For years unknown, dollhouses have always been a special part of childrens’ earliest years, but if it is something like Coleen Moore’s Fairy Castle, it sure would find a place in a museum like the Museum of Science + Industry, Chicago. Our earlier coverage of dollhouses includes the Elaine Shaw dollhouse that was equipped with all modern functional equipment, and the Bespoken dollhouse that featured the select work of artists from Glouster. But this fantasy house takes a step closer to luxury than what could generally be fathomed.

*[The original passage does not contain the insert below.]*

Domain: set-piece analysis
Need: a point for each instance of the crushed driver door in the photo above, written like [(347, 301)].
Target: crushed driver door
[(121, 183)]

Ms. Coleen Moore came to known as a prominent actress in an era of silent movies, but is also known for her taste in miniature pieces of art. Her dollhouse called Fairy Castle certainly stands out as one, with its detailed craftsmanship of various parts of the house with precious gemstones, including its 12 parts comprising of the drawing room, great hall, the chapel, library, princess’s bathroom and bedroom, prince’s bathroom and bedroom, the attic and the magic garden. The great hall located around the center portion has a welcoming fairytale experience with statues of the story of Cinderella and the prince along with murals of the Pied Piper from Hamlin. The glass windows have been etched with visuals from Jack & the Beanstalk and also Princess and & Dwarfs. Coming to the kitchen, the murals are found aplenty. Over the door there is the tale of the three little pigs, and the walls are decorated with Jack & Jill, along with Humpty Dumpty over the arches and Little Bo Peep on the stove area. The utensils used here are made out of real copper, and the dinner table is the exact replica of the one used in Queen Mary’s dollhouse at Windsor Castle. The drawing room for that matter has rose quartz and jade from the Chinese royal collection which are close to 500 years in age. The chandelier hanging from the ceiling is pure gold with diamonds. One of the murals on the wall is a painting by the legendary Walt Disney himself, and the vases around the door are of similar age to the chinaware mentioned earlier.
This castle had a nationwide tour during the years of the Great Depression, to raise funds for children’s charities. Some major stops in bigger cities took the collection of the display to a total of $700,000 between 1935 and 1939. Since the total structure measures 8’7’ x 8’2” x 7’7”, it wouldn’t have been possible to carry it around, hence Ms. Moore designed it in a way that it could be unassembled into 200 pieces, with each component having a special drawer for itself, for transportation. The final destination as mentioned earlier is the Museum of Science & Industry, Chicago where it is on display for the general public.